Control genes for the nCounter Analysis System were chosen for each cell type on the basis of consistent expression across samples in the large, cell-type-specific microarray datasets described above. RMA-preprocessed datasets were separated by batch, and the variance of each gene calculated across all samples. Gene variances were then averaged across batches. Examining average variance versus mean expression revealed low variance at very high expression levels, suggesting array saturation or preprocessing compression effects (see Additional file 2). In order to select control genes that were well-expressed but not completely saturated, we filtered for genes with mean microarray expression values between 8 and 12 (see Additional file 2 for variance-expression relationship). These genes were then sorted by average within-batch variance, and control genes were chosen from the 2% with the lowest variance based on functional annotation suggesting stable, high expression in leukocytes (see Additional file 3). The use of two control genes per dataset was modelled after Reis et al. [34].
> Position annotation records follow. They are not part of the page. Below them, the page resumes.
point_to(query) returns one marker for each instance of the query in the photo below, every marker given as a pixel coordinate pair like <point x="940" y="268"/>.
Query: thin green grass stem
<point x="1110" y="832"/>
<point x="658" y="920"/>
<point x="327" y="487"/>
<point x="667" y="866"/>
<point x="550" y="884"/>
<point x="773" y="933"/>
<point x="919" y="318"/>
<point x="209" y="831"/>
RNA was prepared for and run on the nCounter Analysis System (NanoString Technologies), according to the manufacturer’s protocol in a total of 6 runs over 8 days. To test for RNA degradation, several sentinel samples from each cell-type-specific dataset were examined by 2100 Bioanalyzer (Agilent Technologies, Inc) according to the manufacturer’s protocol. All sentinel samples were confirmed to be of good quality with RIN ≥ 9.5. One sample was duplicated in a separate nCounter run to evaluate reproducibility and run-specific effects (see Additional file 4). RNA was loaded at 100 ng per sample with the exception of one sample with low RNA yield; this was run at 59 ng and did not result in a low-count quality control flag. All hybridizations were 17 hours long, and all counts were gathered by scanning on HIGH mode for 280 fields of view per sample.

nCounter data processing

No nCounter samples were flagged by nSolverAnalysisSoftware (NanoString Technologies) for quality control. nCounter data was normalized for hybridization and counting efficiency in cell-type specific groups. Each sample was multiplicatively normalized to have the same geometric mean of nCounter-provided positive control probe counts. No normalization factors were outside the NanoString-recommended range of 0.3-3. Thresholds to identify expressed genes from background noise were then calculated as the median of the maxima of the negative control probe measurements for each cell type.
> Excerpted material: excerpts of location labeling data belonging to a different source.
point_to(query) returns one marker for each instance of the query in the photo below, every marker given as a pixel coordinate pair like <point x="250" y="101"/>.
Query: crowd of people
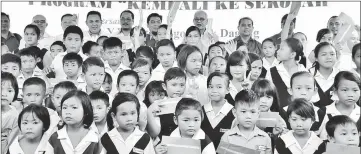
<point x="91" y="92"/>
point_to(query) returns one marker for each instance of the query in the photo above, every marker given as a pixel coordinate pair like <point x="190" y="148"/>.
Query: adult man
<point x="11" y="40"/>
<point x="245" y="30"/>
<point x="94" y="23"/>
<point x="154" y="20"/>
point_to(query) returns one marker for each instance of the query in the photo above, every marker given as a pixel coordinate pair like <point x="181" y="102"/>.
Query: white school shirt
<point x="332" y="110"/>
<point x="63" y="136"/>
<point x="215" y="118"/>
<point x="291" y="143"/>
<point x="15" y="147"/>
<point x="126" y="146"/>
<point x="57" y="64"/>
<point x="209" y="149"/>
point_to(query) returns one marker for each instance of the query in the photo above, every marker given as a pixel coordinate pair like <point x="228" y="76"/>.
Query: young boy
<point x="218" y="115"/>
<point x="246" y="133"/>
<point x="144" y="71"/>
<point x="72" y="63"/>
<point x="174" y="84"/>
<point x="188" y="116"/>
<point x="341" y="129"/>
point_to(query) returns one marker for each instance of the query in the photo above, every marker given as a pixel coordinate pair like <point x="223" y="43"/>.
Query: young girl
<point x="324" y="72"/>
<point x="154" y="91"/>
<point x="347" y="89"/>
<point x="300" y="139"/>
<point x="34" y="121"/>
<point x="74" y="135"/>
<point x="237" y="65"/>
<point x="124" y="136"/>
<point x="9" y="114"/>
<point x="290" y="52"/>
<point x="218" y="113"/>
<point x="190" y="60"/>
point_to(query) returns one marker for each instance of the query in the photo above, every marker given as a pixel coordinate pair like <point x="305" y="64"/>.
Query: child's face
<point x="72" y="111"/>
<point x="303" y="87"/>
<point x="256" y="70"/>
<point x="162" y="34"/>
<point x="12" y="68"/>
<point x="30" y="36"/>
<point x="71" y="68"/>
<point x="194" y="63"/>
<point x="268" y="49"/>
<point x="189" y="122"/>
<point x="7" y="93"/>
<point x="100" y="110"/>
<point x="33" y="94"/>
<point x="57" y="96"/>
<point x="217" y="89"/>
<point x="55" y="50"/>
<point x="31" y="126"/>
<point x="266" y="103"/>
<point x="143" y="73"/>
<point x="128" y="84"/>
<point x="94" y="77"/>
<point x="348" y="92"/>
<point x="327" y="57"/>
<point x="247" y="115"/>
<point x="238" y="71"/>
<point x="357" y="58"/>
<point x="217" y="65"/>
<point x="175" y="87"/>
<point x="153" y="96"/>
<point x="346" y="135"/>
<point x="73" y="42"/>
<point x="126" y="116"/>
<point x="166" y="56"/>
<point x="300" y="125"/>
<point x="28" y="63"/>
<point x="215" y="51"/>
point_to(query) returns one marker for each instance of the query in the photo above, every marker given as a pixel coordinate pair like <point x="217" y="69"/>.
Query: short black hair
<point x="335" y="121"/>
<point x="72" y="56"/>
<point x="35" y="81"/>
<point x="99" y="95"/>
<point x="112" y="42"/>
<point x="301" y="107"/>
<point x="154" y="15"/>
<point x="174" y="73"/>
<point x="94" y="13"/>
<point x="91" y="61"/>
<point x="128" y="73"/>
<point x="40" y="111"/>
<point x="75" y="30"/>
<point x="87" y="46"/>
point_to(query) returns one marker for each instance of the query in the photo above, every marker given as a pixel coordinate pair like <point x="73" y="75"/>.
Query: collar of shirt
<point x="289" y="140"/>
<point x="198" y="135"/>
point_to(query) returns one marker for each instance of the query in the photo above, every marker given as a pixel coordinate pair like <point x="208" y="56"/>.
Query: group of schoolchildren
<point x="99" y="98"/>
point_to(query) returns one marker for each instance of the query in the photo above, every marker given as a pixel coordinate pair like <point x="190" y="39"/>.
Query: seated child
<point x="124" y="135"/>
<point x="246" y="133"/>
<point x="188" y="116"/>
Selection of microarray probesets for comparison between platforms

Microarray probesets mapping to genes measured by the nCounter Analysis System were identified by Affymetrix GeneChip Human Gene ST Arrays Probeset Annotations Release 33.2. Where multiple probesets were available for a given gene, the probeset with the best target region overlap with the nCounter target region was chosen. Where all probesets were equivalent in overlap, one was chosen at random (see Additional file 5 for probeset mappings).
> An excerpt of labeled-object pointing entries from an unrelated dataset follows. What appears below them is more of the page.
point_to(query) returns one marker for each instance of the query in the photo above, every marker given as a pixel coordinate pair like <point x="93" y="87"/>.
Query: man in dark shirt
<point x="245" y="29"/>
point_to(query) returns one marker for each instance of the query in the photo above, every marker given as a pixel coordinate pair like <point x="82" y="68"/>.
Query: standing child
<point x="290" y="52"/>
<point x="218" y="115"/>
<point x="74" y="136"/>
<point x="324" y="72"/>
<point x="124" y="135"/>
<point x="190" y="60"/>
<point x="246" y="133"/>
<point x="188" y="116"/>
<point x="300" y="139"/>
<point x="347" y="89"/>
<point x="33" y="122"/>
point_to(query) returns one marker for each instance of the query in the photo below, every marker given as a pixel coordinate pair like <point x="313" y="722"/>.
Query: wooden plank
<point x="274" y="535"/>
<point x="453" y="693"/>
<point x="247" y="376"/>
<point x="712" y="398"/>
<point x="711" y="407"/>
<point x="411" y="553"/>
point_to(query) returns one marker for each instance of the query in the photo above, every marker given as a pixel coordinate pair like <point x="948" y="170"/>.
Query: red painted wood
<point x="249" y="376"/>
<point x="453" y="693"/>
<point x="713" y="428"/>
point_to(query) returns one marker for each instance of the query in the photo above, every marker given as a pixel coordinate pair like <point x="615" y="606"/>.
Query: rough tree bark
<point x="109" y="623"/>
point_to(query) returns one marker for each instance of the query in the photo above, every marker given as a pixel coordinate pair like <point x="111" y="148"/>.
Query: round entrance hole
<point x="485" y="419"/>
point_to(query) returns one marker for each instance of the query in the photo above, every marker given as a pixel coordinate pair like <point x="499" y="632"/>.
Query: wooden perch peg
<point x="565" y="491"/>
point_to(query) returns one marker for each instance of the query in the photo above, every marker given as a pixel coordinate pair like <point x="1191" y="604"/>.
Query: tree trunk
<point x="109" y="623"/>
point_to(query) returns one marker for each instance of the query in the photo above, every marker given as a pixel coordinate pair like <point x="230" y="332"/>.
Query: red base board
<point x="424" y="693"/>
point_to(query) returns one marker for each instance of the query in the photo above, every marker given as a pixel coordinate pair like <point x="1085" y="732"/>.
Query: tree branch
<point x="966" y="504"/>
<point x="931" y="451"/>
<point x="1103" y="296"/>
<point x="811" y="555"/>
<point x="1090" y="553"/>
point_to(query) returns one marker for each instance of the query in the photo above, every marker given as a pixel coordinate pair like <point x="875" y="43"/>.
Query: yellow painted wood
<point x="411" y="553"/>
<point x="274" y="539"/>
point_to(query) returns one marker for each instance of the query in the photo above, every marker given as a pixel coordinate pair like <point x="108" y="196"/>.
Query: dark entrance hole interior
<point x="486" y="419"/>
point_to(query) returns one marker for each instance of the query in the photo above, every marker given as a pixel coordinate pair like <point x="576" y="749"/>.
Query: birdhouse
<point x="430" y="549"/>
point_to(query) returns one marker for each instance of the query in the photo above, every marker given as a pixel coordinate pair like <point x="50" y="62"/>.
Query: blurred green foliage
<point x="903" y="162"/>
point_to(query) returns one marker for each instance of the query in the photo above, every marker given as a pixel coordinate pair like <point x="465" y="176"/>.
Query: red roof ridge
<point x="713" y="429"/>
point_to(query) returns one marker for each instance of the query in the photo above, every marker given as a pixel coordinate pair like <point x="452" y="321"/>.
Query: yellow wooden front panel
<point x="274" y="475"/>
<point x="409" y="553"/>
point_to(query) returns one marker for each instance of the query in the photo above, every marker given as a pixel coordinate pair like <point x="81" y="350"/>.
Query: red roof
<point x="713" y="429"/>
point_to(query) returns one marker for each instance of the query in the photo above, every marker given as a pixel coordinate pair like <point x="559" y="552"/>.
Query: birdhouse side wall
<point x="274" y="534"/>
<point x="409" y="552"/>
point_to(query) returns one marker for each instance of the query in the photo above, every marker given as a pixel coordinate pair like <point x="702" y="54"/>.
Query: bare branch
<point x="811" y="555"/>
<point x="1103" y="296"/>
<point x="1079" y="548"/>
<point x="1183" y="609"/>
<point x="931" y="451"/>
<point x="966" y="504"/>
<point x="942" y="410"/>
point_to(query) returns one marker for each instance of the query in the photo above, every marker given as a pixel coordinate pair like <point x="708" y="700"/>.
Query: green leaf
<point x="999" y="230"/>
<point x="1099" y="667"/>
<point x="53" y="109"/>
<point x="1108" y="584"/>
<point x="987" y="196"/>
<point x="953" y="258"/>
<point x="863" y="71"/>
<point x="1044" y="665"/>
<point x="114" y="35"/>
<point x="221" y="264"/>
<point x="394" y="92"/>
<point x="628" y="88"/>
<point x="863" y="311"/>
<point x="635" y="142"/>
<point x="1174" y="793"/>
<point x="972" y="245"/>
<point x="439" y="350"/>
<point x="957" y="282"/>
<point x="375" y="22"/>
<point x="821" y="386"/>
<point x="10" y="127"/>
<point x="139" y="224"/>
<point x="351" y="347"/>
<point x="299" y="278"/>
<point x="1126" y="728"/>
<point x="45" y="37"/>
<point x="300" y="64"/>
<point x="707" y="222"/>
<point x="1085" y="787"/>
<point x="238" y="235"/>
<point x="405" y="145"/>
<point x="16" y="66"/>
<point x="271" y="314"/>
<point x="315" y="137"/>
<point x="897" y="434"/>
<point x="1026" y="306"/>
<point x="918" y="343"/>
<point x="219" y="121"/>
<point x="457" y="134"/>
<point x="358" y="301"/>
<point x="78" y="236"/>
Correlation between platforms

nCounter data was log-transformed and normalized to either a single, or to the mean of two, log-transformed control gene measurements. Where indicated, microarray expression values were similarly normalized to single or multiple control gene expression values. The two platforms were compared by Pearson correlation of each gene across samples.

Log-ratio accuracy and precision analysis

Signal detection slopes were calculated by taking the slope of a linear model fit to log-transformed microarray expression values versus log-transformed, control-gene-normalized nCounter measurements. Although spline-fitted curves are often used for similar spike-in experiments to allow for expression-level dependencies, expression of each gene is generally contained within a smaller range than spike-in controls, and therefore we found it appropriate to use linear regression for each individual gene. For this analysis, each nCounter dataset was normalized to two cell-type-specific control genes, while microarray datasets were not normalized to control genes. Noise in unexpressed microarray probesets was examined by measuring the standard deviation of all possible microarray log-ratios between pairs of samples for each gene in one of two sets: 1) all genes called unexpressed by the nCounter; and 2) all genes called invariant across samples by the nCounter (log-transformed, control-gene-normalized nCounter variance < 0.1) but strictly unsaturated on the microarray (microarray expression value median < 11, see Additional file 2).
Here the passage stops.